Яа ласково коснулась его руки, показав глазами, что, конечно же, простит. Ион начал рассказ.

– По тайному заказу той службы Центра, что нас посылала на Землю, семь весен назад один наш малыш был оставлен на ночь в роще на гряде Улу, где обитает стадо обезов - редких человекоподобных существ. Может быть, ты слышала и запись их общения между собой - они резко, гортанно кричат. Эти пещерные существа очень осторожны, их редко удается наблюдать даже специалистам. Так или иначе, но малыш исчез из поля зрения надолго. Начали думать, что он просто погиб. Не выжил или был растерзан. Но потом, спустя несколько весен, его следы нашлись. Трое смельчаков-биологов после двухнедельной охоты хитростью отлучили малыша от стада…

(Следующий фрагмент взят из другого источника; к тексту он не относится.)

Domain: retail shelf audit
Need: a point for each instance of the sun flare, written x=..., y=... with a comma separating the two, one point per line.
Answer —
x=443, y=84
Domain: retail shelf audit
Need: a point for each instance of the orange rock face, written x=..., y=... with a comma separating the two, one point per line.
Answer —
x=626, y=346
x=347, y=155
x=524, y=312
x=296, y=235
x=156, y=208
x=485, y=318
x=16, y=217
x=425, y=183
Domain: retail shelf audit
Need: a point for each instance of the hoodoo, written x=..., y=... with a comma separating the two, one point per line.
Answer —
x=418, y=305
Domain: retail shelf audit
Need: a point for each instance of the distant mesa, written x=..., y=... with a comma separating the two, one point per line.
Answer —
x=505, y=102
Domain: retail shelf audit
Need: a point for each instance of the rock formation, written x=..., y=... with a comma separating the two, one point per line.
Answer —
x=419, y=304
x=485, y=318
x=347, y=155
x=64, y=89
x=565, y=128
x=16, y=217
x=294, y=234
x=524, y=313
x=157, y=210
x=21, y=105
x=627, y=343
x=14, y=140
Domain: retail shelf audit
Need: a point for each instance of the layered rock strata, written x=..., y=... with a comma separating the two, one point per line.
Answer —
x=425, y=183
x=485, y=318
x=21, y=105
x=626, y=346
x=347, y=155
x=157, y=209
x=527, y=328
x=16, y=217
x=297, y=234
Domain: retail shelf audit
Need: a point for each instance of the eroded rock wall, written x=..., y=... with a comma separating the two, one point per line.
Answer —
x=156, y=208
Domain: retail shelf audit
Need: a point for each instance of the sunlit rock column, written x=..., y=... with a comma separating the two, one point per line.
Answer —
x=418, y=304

Ион помолчал, потом продолжил:

– Накануне нашей экспедиции я ездил в Улу. Среди биологoв есть мой друг. Он показал мне того малыша. Так, без задней мысли, как секретную экзотику. Его держат в клетке. Это не человек и не обез. И теперь ему не жить ни там, ни тут… Иногда он как будто ни 6 того ни с сего резко и одновременно жалобно вскрикивает. Звездочка на его лбу просто засохла, превратилась в какую-то нашлепку. Жуть! Лечение невозможно. Он ушел от нас, но не пристал и к ним… Да, Яа, ни там, ни тут… Наверное, теперь ты поймешь, что еще стало причиной, когда я без особых колебаний согласился на твое предложение не просить у людей Земли их детей. Но сейчас я вижу в этой истории и второй смысл. Это касается тебя…

Яа погладила руку Иона, написала: “Спасибо вам. Вы всегда беспокоитесь обо мне как о дочери. И вы так мудры…” Вечером Яа получила письмо от Иэрга.

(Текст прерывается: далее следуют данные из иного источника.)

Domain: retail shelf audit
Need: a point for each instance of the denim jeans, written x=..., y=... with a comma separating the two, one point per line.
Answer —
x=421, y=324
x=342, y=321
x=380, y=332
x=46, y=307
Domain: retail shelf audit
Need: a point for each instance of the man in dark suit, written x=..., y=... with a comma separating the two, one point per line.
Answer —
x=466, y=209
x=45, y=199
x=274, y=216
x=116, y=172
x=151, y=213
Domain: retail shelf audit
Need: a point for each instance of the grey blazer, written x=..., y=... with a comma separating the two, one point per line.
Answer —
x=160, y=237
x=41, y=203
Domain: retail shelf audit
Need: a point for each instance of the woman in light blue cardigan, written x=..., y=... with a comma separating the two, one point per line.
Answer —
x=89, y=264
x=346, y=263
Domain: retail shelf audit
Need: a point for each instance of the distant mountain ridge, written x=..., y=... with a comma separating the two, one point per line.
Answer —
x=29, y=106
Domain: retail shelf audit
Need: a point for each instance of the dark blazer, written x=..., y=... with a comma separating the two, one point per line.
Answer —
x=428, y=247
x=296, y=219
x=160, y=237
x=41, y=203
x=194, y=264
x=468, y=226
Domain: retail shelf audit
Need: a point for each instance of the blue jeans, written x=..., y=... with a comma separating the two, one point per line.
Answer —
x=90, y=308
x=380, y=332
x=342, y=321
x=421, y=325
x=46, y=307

“Милая Яа! - писал он.- Мне рассказали о твоем поведении в экспедиции, а также о том, что ты проявляешь сейчас необъяснимое упрямство, отказываешься от трансплантации, тем самым выступая против общепринятых и прекрасных вещей и норм поведения. Надо быть как все - это прекрасный и незыблемый закон. Он проверен временем. Именно благодаря ему вокруг нас есть все то, что есть, и наша жизнь прекрасна и размеренна. Ты бросаешь всем нам вызов. Это неправильно. Я не понимаю тебя, осуждаю и не хотел бы видеть до тех пор, пока ты не сделаешь операцию. Это чрезвычайно важно для всех нас. С самыми добрыми пожеланиями - твой законный жених Иэрг”.

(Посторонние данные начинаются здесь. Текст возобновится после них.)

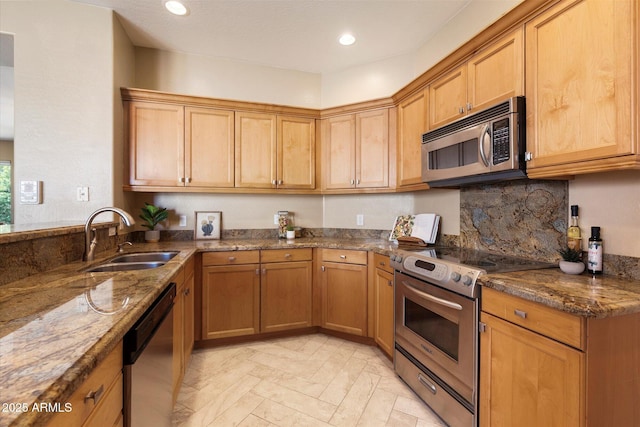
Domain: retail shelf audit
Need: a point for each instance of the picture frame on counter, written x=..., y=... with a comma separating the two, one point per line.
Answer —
x=207, y=225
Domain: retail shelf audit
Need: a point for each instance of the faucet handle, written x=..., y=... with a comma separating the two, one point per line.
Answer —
x=120, y=245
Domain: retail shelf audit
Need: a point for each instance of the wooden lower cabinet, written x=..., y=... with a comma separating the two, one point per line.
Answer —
x=98, y=401
x=383, y=304
x=183, y=328
x=285, y=289
x=528, y=379
x=544, y=367
x=230, y=294
x=344, y=291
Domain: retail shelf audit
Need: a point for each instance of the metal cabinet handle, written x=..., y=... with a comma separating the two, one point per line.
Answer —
x=428, y=384
x=520, y=313
x=94, y=395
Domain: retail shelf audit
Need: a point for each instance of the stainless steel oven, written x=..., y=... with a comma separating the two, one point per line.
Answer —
x=436, y=325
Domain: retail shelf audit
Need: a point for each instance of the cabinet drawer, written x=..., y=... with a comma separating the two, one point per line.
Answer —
x=382, y=262
x=547, y=321
x=282, y=255
x=105, y=383
x=231, y=257
x=345, y=256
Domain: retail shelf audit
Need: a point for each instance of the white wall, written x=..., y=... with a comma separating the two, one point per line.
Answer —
x=64, y=105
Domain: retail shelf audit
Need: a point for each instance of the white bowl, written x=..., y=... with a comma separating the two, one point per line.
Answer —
x=572, y=267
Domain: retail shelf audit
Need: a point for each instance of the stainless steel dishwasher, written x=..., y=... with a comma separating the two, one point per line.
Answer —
x=148, y=358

“Ах-ах,- подумала Яа.- “Для всех нас”,- какая трогательная забота. Лучше хотя бы из вежливости обрадовался, что я вернулась живою…” К ночи снова был вызван дождь - наступил сезон полива, но ветер повернул в другую сторону, и струи дождя не бились в окно Яа. В наступившей тишине она еще сильнее ощутила всю тягостность немоты и одиночества. Хотя бы Ион вышел на связь и не оставлял ее надолго одну. Что с ней? Почему она стала чувствительна чуть не до слез? Это ведь дурной тон. Раньше такого не случалось.

ВЫГОВОР ПРЕДСЕДАТЕЛЯ

Октябрь был мягкий, солнечный. Лежебоке или соне могло вовсе показаться, что зима никогда не наступит, а снег будет лежать только в холодильниках и в Арктике. К полудню становилось так тепло, что иногда над лугом у реки порхали робкие бабочки.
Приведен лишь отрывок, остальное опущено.